Greek rallyAthens rally, June 2015: Yes to freedom, no to austerity. Photo: NY Times.

The vampires hate the new government. They set about immediately to discredit, paralyze and ultimately to smash it.  An example must be made, subjects must be reminded of their place.

In power six months now, the Greek government has tied itself in knots trying to meet the insatiable demands of the vampires, while still keeping its promises to the people who elected it. Finally this past week it could no longer yield any further without cravenly betraying them.  Instead it asked the people of Greece to decide for themselves how to proceed.

Tomorrow, Sunday July 5, Greeks face a stark choice between two extremely painful paths, both imposed from outside. One path is to accept more of the same from the vampires, the other is to refuse them, and face the vicious retaliations that will surely result.  It’s a horrible decision that no one should ever have to make.  It’s a forced decision that people in other parts of the world also face, and very likely many more of us will have to face in the future.

This won’t be the first time Greeks have been forced to fight for their freedom, even their survival, against enormous odds. In April 1967, backed as usual by the CIA, Greek army officers launched a coup against the elected government. The military junta immediately abolished civil rights, dissolved political parties and exiled, imprisoned and tortured politicians and citizens who resisted, opposed, or even questioned them.

For most Greeks it was a nightmare, but the vampires thrived.

On February 21st, 1973, law students went on strike against the military dictatorship, barricading themselves inside the Law School of the University of Athens. They demanded the repeal of a law that imposed forcible military drafting on “subversive youths”, a fate already suffered by 88 of their peers. The police were ordered to attack.

By chance, I happened to be there.

Circling the Mediterranean on a quest of sorts, that afternoon I was heading for the Acropolis.  On a downtown building I noticed young people at the edge of the roof, holding up a banner in Greek. On the streets below, swarms of buses gathered, their flanks and windows painted dull grey. Men in uniform spilled out, clubs and guns on their belts. Streets emptied, shop doors slammed shut. Soon young people started disappearing from the roof. After awhile they emerged from the main entrance, staggering, choking and gagging – from tear gas, I assumed. They were forced through a gauntlet of police, who beat them with clubs. I saw and heard the impact on heads and backs, saw people hurled like sacks of grain into buses, caught glimpses of more beatings inside. On streets I watched ordinary looking men suddenly pull out small clubs from inside their jackets, beat young people, apparently at random, then run away. Here and there a shop door opened and hands pulled in a fleeing refugee. Behind other doors, people shook their heads, Go away!

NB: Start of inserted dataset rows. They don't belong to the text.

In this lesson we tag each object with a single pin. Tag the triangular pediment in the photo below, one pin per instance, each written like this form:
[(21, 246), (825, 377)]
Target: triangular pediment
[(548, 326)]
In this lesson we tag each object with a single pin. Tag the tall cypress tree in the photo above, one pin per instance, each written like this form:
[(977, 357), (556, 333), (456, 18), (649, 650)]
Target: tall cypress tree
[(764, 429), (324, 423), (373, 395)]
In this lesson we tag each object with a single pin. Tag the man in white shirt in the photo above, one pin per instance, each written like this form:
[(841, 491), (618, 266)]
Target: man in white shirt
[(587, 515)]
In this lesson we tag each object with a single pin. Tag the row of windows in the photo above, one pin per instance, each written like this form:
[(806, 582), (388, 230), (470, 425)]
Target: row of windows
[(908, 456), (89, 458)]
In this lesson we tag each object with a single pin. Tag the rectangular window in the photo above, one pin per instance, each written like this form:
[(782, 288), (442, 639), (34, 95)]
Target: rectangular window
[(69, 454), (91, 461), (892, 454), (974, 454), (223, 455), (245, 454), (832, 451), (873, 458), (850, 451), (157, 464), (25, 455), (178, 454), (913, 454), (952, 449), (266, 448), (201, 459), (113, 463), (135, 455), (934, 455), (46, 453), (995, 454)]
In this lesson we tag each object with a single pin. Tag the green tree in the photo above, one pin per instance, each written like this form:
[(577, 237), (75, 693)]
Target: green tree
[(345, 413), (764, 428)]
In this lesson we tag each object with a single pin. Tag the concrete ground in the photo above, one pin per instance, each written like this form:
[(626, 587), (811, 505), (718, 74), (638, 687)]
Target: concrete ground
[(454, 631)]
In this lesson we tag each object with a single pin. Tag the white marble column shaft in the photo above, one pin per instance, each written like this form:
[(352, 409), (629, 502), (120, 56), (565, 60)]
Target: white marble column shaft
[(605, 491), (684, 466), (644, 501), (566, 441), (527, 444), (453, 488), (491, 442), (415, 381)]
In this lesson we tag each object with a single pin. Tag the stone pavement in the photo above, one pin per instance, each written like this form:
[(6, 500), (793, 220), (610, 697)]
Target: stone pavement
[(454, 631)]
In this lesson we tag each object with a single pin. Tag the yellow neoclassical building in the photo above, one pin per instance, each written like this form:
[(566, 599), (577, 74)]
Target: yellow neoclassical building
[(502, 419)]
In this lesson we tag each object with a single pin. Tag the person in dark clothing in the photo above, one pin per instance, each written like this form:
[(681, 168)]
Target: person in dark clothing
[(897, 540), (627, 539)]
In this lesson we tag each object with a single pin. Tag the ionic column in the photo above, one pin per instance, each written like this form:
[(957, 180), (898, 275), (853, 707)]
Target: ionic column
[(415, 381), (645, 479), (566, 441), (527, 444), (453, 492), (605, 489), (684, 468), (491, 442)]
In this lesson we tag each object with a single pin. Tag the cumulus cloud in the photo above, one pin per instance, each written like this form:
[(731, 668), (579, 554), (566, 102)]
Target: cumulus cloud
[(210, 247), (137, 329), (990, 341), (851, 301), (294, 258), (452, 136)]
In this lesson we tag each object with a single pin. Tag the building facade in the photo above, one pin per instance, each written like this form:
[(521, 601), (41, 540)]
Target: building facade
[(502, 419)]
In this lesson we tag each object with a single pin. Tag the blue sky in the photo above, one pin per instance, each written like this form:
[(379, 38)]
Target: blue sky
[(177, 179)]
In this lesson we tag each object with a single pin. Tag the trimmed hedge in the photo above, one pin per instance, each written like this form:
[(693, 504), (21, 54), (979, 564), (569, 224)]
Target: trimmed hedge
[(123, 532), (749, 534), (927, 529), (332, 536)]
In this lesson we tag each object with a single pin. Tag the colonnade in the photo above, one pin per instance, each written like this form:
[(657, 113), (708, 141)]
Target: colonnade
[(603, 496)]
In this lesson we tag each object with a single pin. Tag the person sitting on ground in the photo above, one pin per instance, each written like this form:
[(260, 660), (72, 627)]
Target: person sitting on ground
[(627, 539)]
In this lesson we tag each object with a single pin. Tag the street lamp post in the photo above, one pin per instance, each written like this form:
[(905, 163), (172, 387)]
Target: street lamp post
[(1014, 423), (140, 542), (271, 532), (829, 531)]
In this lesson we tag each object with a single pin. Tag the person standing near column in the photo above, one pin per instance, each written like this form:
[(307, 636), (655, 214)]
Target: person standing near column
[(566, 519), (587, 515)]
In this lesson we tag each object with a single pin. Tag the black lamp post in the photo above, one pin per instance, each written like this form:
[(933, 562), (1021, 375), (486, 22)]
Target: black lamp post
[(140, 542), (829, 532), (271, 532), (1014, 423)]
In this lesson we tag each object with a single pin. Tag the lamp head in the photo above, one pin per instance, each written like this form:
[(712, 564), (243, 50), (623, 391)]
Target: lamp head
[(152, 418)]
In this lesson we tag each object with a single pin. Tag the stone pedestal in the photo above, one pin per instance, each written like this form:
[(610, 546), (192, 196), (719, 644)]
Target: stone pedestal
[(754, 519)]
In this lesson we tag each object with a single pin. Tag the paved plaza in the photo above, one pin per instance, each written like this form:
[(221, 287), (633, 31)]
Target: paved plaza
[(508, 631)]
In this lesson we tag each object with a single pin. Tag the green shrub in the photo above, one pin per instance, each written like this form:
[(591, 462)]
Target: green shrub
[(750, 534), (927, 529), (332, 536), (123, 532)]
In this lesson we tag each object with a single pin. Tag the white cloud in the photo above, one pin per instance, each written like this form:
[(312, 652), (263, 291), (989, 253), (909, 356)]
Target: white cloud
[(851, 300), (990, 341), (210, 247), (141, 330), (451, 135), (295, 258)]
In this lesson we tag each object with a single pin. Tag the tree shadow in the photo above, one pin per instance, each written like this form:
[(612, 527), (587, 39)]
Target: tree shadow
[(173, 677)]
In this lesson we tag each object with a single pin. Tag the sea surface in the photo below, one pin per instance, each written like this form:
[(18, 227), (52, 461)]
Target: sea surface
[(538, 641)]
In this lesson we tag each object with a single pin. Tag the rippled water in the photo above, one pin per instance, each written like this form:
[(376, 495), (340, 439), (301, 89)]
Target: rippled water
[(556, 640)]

That first uprising at the Law School is often cited as prelude to a much larger one in November 1973 at the Athens Polytechnic. Though it too was put down with even greater brutality, it sparked thousands of workers and youth to join protests across Greece.

In July 1974, the military dictatorship collapsed. Four months later, national elections were held, the first in seven years, won by the conservative New Democracy party.  Fatefully, one of its first priorities was to seek membership in the European Community, formed only a few years before.

The same forces I witnessed that day in Athens are still at work today. Now they wear suits. The uniforms and thugs stay in the background, to be called up as needed. Now the preferred weapons of mass destruction are international finance and trade agreements, negotiated over our heads and behind our backs. Like other dictators the finance vampires hide behind a veil of fake legality, to kill and destroy with impunity, smug in their ruthless power.

So long as these vampires continue to rule, by deception and force, people everywhere will continue to face the kind of torturous dilemma that Greeks face tomorrow, and worse.

For the people of Greece I wish the clarity of vision to see through the propaganda and threats that assail them, and the courage to refuse the vampires.